Dave Gram's Fair Game ["In the Black," April 28] offers the reader the following perspective on the American way of life: "You can't really blame businesses or nonprofits for taking free money when the government is handing it out."
Every dollar of the $2.2 trillion CARES Act and every dollar of the $1.9 trillion American Rescue Plan Act of 2021 is borrowed money.
In the year 2000, aggregate federal debt was $5.7 trillion. Today it has exploded to $28.2 trillion — a 395 percent increase — and, according to the Congressional Budget Office projections, it will reach at least $39 trillion in 2030, a 584 percent increase over 30 years.
So when the suggestion is made that businesses and nonprofits should not be criticized for taking free government money, the response should clearly be, "Why the hell not?" Taking that money today means society's children will have to pay it back when they become adults.

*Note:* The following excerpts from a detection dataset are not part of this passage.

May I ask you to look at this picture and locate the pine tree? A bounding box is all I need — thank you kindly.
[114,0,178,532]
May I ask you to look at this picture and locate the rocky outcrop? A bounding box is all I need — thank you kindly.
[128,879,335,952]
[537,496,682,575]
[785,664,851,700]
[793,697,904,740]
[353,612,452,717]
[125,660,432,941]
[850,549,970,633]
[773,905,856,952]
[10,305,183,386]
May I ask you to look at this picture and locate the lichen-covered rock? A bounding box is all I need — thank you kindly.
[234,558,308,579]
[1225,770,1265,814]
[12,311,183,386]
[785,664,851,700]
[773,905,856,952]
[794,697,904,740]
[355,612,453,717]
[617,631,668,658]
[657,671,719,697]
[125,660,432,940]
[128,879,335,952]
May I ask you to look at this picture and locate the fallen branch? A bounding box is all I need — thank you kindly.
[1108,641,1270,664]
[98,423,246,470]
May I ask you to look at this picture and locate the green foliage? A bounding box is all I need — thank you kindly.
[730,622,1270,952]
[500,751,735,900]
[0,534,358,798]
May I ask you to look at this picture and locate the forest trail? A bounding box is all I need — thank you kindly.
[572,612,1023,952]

Seven Days should have a contest: What adjective or phrase best describes adults who leave a $39 trillion debt legacy to society's children — and do so with no shame whatsoever?
Gerry Silverstein
South Burlington
Many thanks to Sasha Goldstein and Courtney Lamdin for their "Gilded Age" article [May 5]. I was scheduled to give a talk to a Realtors' association on fair housing issues during Fair Housing Month. But, quite frankly, I didn't know what to say. So the talk was postponed.
"Gilded Age" helped me put things in perspective. My talk was to be about Charlottesville, Va., and how, as the city exploded into a cultural mecca — university and all — nurses, maids, cooks, teachers, administrative assistants, bank tellers, sales clerks, janitors, small-business people and others could no longer afford to live in the very city that they, with all their grinding effort, helped turn into a mecca.

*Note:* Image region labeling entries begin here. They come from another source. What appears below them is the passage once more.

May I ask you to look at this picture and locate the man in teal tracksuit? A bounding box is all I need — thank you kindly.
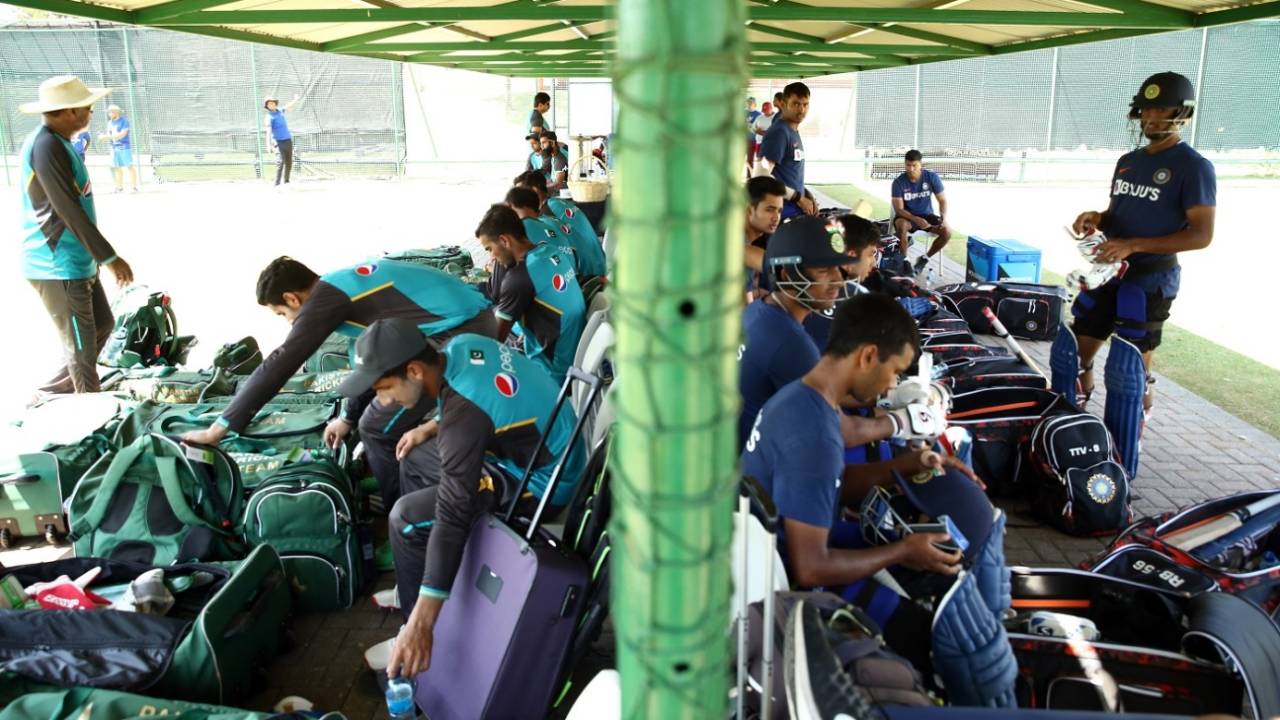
[476,205,586,383]
[19,76,133,392]
[186,258,495,507]
[340,319,586,678]
[508,173,608,279]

The Church Street Marketplace in Burlington and Charlottesville's pedestrian mall are crown jewels for their respective cities. A few years ago, a fiftysomething white man, greeting me on the Burlington mall, proudly professed that Burlington's and Charlottesville's respective malls were the only two successful such malls in the country.
I did not know how to take his comment, considering that a relatively poor Black neighborhood had been razed to make way for the Charlottesville mall, which now has limited diversity. "Gilded Age" made me wonder what will be lost as Burlington becomes more and more a "gilded" community. What will become of Vermont in general as the gap between the haves and the have-nots widens astronomically?